Es sind bestimmt ein paar hundert, jedenfalls, wenn Konferenzen normal stattfinden. Am besten kenne ich die Szene in Buenos Aires, Mexico City und Miami, weil ich da am häufigsten bin. Meine besten Freunde in der Bitcoin-Welt sind Rodolfo Andragnes, Diego Gutierrez und Franco Amati, die Gründer der Latin American Bitcoin Conference, auf der war ich jedes Jahr seit 2013 Sprecher oder Moderator, immer in einem anderen lateinamerikanischen Land. Die meisten Leute, die ich kenne, sind schon lange und eher aus idealistischen Motiven dabei. Vermutlich sind viele von ihnen mittlerweile recht wohlhabend, aber ich kenne niemanden, der das besonders raushängen lässt.

Du hast vorhin die Latin American Bitcoin Conference erwähnt, die demnächst in El Salvador stattfindet. Was machst du da?

Das ist meine Lieblingskonferenz, sie findet jedes Jahr in einem anderen Land statt, bisher in Argentinien, Brasilien, Mexiko, Kolumbien, Chile und Uruguay, und dieses Jahr natürlich in El Salvador, wo sonst?

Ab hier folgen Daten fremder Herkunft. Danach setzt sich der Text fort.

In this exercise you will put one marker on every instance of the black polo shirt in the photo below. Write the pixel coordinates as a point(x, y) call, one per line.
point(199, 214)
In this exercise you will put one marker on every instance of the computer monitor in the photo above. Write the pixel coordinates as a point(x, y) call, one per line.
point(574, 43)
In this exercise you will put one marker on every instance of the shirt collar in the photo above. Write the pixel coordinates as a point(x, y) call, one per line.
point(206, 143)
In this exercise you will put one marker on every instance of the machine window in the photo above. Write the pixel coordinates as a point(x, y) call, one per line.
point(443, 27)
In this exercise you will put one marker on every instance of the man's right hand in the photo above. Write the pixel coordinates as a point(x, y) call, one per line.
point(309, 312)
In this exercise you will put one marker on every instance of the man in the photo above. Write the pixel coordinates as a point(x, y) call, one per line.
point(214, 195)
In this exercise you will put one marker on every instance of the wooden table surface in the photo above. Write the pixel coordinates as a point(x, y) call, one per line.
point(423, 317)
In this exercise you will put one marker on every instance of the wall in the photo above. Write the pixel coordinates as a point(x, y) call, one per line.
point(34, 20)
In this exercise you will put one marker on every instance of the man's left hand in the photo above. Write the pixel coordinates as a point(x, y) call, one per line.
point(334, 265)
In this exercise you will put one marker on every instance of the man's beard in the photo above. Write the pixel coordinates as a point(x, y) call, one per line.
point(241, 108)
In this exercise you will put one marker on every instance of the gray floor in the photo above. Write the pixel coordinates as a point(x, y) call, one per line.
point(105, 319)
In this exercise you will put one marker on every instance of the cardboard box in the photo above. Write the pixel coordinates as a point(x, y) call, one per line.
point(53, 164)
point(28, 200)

Ich bin dort auf einem Panel und werde wohl auch wieder als “Master of Ceremonies” durchs Programm führen.

Außerdem führen wir dort ein neues Mitglied in die “Crypto Hall of Fame” ein, die ich letztes Jahre gegründet habe. Sie ist sozusagen das Gegenstück zur “Rock´n´Roll Hall of Fame” für die Cryptowelt. Im Unterschied dazu gibt es in der Crypto Hall aber nur 21 Plätze, von denen 13 bereits vergeben sind, u.a. an Satoshi Nakamoto, David Chaum, Nick Szabo, Vitalik Buterin und andere Rockstars der Cryptowelt. Jeder kann vorschlagen, wer neu aufgenommen werden soll, ein Komitee aus internationalen Experten, hauptsächlich Crypto-Journalisten, trifft die Entscheidung. Der Sieger wird dann von Max Cryptohead porträtiert und in unserer 3D-Galerie ausgestellt.

Max, ein junger Künstler, den ich manage, hatte auch die Idee für eine Ausstellung über Crypto-Kultur, bei denen Künstler typische Crypto-Begriffe wie HODL, Honey Badger, To the Moon! oder When Lambo? in Kunstwerken darstellen. Die Ausstellung wird vorausichtlich in New York Premiere haben, einen Teil zeigen wir bereits als “Sneak Preview” in El Salvador.

Außerdem stellen wir dort den Ausstellungskatalog vor, der auch als Buch erscheint, Hardcover, vollfarbig, es wird gerade in El Salvador gedruckt. Zu jedem Kunstwerk gibt es darin einen Text, der erklärt, was dieses “Crypto-Meme” bedeutet und wo es herkommt. Ergänzt werden die Kunstwerke durch einfache Erklärungen zu NFTs, zum Mining, zur Blockchain, und was man sonst so über Crypto wissen sollte. Es ist also nicht nur für Kunstfreunde gemacht, sondern zugleich ein leicht konsumierbares Buch für Einsteiger in die Cryptowelt.